My symptoms decreased to a manageable level, allowing me to eventually become independent, living and working on my own. Though the actual Colitis was at a stand-still, I was constantly bloated and sick, and my J-pouch would develop chronic pouchitis (infection of the pouch) which would be temporarily resolved by very powerful antibiotics such as Flagyl and Ciprofloxacin, but would eventually reappear. All of these chronic infections I was getting didn’t make sense. I was cured right? This shouldn’t be happening.

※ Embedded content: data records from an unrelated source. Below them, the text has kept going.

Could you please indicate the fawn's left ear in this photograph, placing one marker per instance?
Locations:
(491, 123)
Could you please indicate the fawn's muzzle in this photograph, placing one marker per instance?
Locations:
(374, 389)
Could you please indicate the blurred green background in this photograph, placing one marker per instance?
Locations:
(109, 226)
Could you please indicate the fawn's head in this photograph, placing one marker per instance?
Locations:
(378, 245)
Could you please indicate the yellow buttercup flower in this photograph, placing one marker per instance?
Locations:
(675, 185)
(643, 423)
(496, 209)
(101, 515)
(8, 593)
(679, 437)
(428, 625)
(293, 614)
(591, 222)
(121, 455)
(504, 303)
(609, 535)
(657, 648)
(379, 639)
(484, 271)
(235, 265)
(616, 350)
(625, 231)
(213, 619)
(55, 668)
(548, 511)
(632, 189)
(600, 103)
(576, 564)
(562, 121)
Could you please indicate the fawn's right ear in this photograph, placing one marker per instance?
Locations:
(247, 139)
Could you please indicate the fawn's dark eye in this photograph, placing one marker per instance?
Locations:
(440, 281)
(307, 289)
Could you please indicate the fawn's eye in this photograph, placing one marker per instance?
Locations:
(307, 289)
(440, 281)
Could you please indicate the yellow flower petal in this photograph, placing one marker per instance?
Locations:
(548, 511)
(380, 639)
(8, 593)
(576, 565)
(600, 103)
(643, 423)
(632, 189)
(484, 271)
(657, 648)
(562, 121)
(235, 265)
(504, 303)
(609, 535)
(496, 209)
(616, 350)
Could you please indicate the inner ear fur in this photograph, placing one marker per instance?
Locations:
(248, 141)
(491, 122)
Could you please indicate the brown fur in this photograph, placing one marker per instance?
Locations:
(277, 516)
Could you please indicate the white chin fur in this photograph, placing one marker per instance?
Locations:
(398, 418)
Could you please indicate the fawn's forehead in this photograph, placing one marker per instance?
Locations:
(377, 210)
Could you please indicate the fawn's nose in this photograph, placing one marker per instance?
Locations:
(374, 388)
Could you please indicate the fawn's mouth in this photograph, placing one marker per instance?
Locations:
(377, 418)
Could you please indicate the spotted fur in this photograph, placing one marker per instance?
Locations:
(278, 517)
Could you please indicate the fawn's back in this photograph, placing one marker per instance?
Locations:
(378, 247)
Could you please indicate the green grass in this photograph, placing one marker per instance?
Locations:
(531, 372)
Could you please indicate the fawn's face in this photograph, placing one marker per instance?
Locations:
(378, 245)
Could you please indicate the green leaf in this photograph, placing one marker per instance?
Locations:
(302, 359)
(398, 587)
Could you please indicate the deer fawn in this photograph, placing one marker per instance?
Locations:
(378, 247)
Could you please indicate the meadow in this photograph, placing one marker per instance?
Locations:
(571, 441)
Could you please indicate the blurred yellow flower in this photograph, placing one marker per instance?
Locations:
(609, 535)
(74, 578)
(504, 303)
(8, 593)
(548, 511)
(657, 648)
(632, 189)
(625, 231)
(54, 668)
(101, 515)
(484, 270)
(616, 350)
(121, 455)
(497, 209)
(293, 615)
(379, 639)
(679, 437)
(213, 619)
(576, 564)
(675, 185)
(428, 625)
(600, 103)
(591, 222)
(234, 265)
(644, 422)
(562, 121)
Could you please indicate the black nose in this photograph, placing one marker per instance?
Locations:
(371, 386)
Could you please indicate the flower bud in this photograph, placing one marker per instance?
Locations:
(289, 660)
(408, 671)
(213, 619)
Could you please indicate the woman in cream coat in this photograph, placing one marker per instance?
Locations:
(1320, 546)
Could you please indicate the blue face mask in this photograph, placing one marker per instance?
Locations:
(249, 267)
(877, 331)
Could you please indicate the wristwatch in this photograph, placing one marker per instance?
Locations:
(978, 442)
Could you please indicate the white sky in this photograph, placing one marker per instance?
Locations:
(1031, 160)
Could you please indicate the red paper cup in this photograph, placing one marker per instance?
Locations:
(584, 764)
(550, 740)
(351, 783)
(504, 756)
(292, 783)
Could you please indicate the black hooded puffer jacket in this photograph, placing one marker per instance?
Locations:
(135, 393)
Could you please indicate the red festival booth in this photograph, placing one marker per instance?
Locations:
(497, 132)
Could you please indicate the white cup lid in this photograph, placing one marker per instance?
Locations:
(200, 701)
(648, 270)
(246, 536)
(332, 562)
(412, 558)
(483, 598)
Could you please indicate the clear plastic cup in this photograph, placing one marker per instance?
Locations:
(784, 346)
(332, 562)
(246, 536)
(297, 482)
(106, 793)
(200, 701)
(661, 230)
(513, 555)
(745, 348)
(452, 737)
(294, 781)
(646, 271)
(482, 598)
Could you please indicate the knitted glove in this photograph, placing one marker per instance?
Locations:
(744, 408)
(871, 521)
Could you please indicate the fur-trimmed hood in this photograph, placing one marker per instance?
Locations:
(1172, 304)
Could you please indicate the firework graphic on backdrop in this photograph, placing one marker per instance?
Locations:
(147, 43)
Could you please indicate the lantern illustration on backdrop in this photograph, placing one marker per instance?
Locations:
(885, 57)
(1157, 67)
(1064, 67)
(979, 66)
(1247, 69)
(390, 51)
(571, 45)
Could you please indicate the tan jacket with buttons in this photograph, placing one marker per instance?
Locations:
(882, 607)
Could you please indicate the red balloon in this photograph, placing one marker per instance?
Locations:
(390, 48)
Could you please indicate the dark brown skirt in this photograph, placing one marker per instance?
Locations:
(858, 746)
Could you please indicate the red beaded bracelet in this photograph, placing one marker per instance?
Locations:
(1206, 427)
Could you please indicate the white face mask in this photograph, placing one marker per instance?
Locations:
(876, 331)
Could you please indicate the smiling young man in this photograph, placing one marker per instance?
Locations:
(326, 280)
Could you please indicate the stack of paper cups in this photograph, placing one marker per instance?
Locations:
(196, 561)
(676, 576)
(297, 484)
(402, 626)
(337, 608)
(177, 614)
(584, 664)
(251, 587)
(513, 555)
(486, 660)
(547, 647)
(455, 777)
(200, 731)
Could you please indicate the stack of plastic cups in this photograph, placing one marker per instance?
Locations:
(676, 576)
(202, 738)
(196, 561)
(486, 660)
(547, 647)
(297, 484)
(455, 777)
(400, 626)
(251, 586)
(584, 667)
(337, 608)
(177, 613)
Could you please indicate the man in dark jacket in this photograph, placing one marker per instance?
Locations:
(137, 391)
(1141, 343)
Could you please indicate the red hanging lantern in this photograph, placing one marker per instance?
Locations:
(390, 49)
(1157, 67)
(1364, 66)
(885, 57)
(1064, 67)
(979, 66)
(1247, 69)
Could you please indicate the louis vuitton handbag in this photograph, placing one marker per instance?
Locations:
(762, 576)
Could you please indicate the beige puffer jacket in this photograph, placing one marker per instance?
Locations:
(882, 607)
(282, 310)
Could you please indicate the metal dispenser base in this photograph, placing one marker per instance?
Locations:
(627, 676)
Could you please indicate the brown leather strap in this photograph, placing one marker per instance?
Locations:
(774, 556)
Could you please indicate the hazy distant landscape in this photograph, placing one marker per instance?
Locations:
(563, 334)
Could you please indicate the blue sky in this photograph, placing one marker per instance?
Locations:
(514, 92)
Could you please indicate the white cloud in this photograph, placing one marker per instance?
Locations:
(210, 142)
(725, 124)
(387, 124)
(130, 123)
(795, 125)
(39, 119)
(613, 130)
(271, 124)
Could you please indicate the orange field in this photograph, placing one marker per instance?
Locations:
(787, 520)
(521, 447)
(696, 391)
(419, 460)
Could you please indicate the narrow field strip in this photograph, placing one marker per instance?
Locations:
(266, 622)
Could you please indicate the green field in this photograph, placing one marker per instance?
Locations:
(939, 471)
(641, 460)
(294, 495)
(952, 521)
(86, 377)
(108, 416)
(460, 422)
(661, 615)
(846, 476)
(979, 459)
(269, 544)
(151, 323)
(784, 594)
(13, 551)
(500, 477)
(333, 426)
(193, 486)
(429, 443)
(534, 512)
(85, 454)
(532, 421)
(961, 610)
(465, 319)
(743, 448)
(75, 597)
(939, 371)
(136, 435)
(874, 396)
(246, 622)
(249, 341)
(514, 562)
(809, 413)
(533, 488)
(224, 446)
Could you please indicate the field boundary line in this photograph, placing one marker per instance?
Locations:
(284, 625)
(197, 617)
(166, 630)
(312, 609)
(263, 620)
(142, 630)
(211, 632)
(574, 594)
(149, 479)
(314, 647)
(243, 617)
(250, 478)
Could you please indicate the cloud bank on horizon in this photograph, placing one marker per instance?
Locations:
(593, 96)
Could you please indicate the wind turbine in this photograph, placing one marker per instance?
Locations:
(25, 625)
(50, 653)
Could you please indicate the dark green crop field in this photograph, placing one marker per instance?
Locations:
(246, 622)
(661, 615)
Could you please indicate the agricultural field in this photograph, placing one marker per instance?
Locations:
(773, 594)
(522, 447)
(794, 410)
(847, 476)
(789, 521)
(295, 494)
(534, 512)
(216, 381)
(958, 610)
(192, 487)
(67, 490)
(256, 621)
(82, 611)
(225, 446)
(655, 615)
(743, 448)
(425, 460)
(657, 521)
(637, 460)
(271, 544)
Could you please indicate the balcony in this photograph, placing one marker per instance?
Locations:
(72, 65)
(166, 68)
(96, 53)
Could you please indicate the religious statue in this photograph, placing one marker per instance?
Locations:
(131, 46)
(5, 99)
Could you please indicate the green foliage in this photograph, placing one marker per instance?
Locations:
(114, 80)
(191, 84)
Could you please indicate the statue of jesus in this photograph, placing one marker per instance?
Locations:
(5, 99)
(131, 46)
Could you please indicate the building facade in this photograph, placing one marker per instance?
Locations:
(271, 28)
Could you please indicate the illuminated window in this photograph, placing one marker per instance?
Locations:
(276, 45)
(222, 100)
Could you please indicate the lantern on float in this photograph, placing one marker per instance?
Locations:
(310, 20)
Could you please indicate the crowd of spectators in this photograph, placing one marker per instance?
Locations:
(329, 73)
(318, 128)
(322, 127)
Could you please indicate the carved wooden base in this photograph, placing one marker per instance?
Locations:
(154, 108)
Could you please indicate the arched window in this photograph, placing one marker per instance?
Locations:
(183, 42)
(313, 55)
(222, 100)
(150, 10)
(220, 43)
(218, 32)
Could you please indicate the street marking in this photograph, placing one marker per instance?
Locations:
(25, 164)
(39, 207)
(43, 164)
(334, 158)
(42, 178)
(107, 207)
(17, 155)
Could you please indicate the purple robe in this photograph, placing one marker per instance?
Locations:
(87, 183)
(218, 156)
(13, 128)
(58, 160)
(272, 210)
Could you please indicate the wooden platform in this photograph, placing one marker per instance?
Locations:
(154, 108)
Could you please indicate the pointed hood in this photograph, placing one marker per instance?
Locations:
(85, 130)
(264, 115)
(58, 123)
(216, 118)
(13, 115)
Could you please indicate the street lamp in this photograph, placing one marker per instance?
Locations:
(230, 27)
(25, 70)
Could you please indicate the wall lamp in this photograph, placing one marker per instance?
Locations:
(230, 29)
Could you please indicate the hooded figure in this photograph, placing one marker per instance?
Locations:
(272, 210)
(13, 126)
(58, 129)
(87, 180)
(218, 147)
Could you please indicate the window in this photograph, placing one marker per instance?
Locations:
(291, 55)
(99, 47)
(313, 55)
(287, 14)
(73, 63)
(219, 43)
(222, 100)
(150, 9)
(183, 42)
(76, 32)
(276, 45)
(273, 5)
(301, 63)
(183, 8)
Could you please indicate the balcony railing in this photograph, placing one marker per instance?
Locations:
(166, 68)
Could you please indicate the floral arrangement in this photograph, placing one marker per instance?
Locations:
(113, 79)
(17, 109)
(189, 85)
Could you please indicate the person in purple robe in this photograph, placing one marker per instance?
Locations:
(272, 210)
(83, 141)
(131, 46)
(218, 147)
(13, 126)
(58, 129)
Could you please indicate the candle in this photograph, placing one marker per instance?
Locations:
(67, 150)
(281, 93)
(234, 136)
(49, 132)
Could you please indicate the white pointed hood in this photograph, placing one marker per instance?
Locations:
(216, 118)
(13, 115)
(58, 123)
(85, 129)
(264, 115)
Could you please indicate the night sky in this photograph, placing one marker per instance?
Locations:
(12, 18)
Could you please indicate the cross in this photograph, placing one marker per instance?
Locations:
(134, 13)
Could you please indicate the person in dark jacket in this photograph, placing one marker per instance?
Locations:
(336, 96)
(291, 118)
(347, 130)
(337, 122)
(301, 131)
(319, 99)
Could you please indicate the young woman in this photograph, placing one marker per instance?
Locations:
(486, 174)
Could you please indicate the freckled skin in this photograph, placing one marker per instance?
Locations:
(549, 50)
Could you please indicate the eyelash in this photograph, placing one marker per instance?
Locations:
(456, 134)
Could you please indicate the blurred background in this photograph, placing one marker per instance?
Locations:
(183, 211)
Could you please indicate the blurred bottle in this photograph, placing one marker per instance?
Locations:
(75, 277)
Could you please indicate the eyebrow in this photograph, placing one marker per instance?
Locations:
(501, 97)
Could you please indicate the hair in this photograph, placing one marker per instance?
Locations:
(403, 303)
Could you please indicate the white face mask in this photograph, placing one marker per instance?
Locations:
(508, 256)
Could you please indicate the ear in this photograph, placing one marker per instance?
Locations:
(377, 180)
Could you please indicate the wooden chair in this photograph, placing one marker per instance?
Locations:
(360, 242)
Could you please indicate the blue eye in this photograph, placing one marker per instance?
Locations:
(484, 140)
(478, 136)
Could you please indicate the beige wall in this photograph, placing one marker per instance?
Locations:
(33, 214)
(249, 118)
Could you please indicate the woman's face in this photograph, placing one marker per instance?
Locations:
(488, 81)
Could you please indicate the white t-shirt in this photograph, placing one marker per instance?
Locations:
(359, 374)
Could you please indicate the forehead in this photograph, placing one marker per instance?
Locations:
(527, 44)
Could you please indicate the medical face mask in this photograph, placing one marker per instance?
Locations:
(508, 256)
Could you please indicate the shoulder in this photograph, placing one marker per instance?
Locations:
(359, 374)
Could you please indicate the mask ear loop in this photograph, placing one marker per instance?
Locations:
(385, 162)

Well that’s when I really began analyzing my diet, which eventually brought me to your book, The Primal Blueprint.
When I finally ditched the SAD diet and started living primally, (eliminating processed foods and most importantly, GRAINS and adding more healthy fats, plants, and animals) I noticed the pain had been reduced to a minimum, my weight stabilized, and I had no more bloating which would usually appear after a good carb/grain-dense meal. This seemed to be working for me, so I stuck with it. After several months of living primally, at the age of 24, a stable weight of 182 lbs, and a height 6’4″ I can safely say that I am in the best shape of my life and feel better than I ever did pre-Colitis. My energy levels are stable. In fact, I hardly ever get mid-day crashes unless I eat something I shouldn’t (which only reminds me that I’m moving on a path towards the dark-side and I better recalibrate.) I lost over 30 lbs. of fat and gained a significant amount of lean muscle mass, but most importantly, is that I feel healthy. While I may never be “normal” again, I know that I am finally on the right path to optimum health and a life full of happiness. Thank you Mark for the selfless wisdom that you have imparted to myself and many others that have conquered their trials and tribulations via The Primal Blueprint.
From the bottom of my heart. Thank you.